Quando, de quando em vez, muito espaçadamente, dou por mim me obrigando a pensar (digo "obrigando", porque não é algo que saia naturalmente de mim; normalmente está associado a conversas que vou ouvindo de colegas, "amigos" ou amigos - nos amigos, felizmente, também tal é raro, o que me faz pensar que, apesar de tudo, me vou encaixando numa normalidade que tenho cada vez maior tendência em designar como anormalidade, o que não abonará muito em favor dos tempos de hoje):
"O que desejas para o futuro dos teus filhos?", inevitavelmente começo pensando em "O que não desejo para o futuro dos meus filhos.".
Ao contrário do que outros "nãos" podem significar, não considero que esta tendência tenha uma componente forte de contrariedade (de que sou famosa), mas sim porque efectivamente me debruço mais facilmente sobre o que não desejo para eles do que o fácil que é desejar para eles. O Amor, A Felicidade, A Diversão...

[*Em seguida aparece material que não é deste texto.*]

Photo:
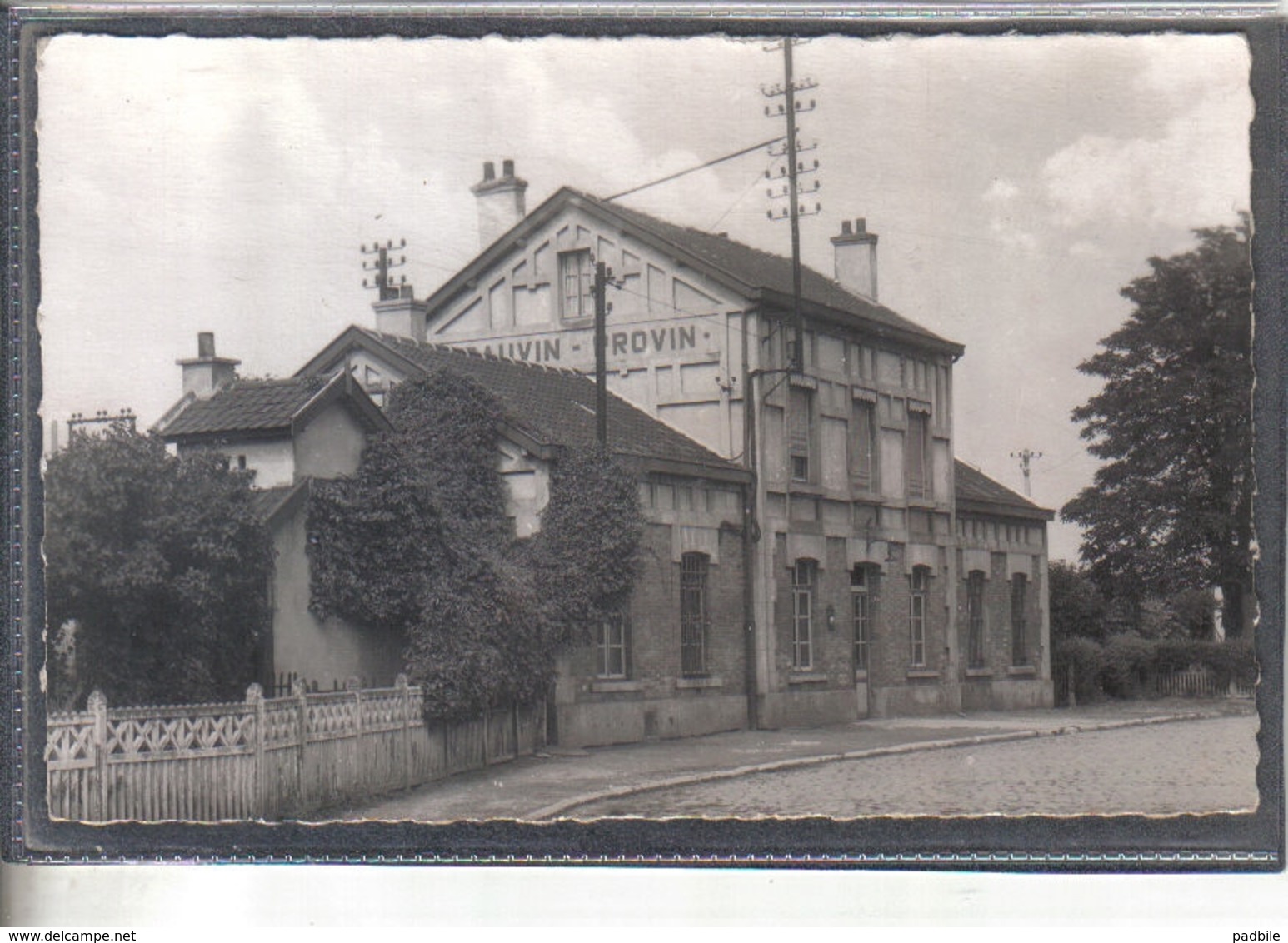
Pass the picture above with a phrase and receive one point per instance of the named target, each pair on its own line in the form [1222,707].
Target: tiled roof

Há dias pedi ao meu filho que me enviasse um dos filmes de youtubers que ele tanto tem visto. No imediato, vi-o acender olhos e perguntou-me:
- Mas... Queres mesmo ver?
e eu:
- Sim. Tenho alguma curiosidade.
No imediato seguinte vi sombra sobre ele e apressei-me:
- Pode ter palavrões. Eu não me importo. Envia-me só, para eu ver. Gostava mesmo de ver o que vês!
(pausa, em reflexão)
- Eu agora tenho visto mais um que não tem palavrões. Mas o outro que via antes... E... Tens a certeza? Isto são vídeos de "gamers"... (acho que foi este o termo)
- Ó João. Escolhe então um de cada e envia-me. Ao teu critério. Só queria ver também o que vês.
Notei que ficou contente por lhe ter pedido tal. debruçou-se sobre telemóvel e foi pesquisar. No entretanto:
- Ó mãe. Eu envio. Mas tu não me vais proibir de vê-los, pois não?
- João. Como sabes a tua mãe dificilmente proíbe que vocês vejam coisas. Mas darei a minha opinião. Tal como já disse que algumas séries que a tua irmã vê são uma merda e nunca a proíbi. Mas com ela já as vi, e fiz questão, e dei a minha opinião. O que tu tens visto não conheço. De qualquer forma, caso eu verifique que é matéria para te proibir de ver, assim o farei. Mas para saber, tenho de ver.
- Proibir?
- Sim. Imagina que andas a ver filmes violentos; em que, por exemplo, há tipos que batem e maltratam pretos. Isso eu te proíbiria.
- Oh mãe! Claro que não vejo nada disso!!!!!
- Então envia. E terei gosto em saber o que tanto aí vês!
E ele enviou. E eu tenho as minhas opiniões que lhas darei quando regressar a semana-mãe.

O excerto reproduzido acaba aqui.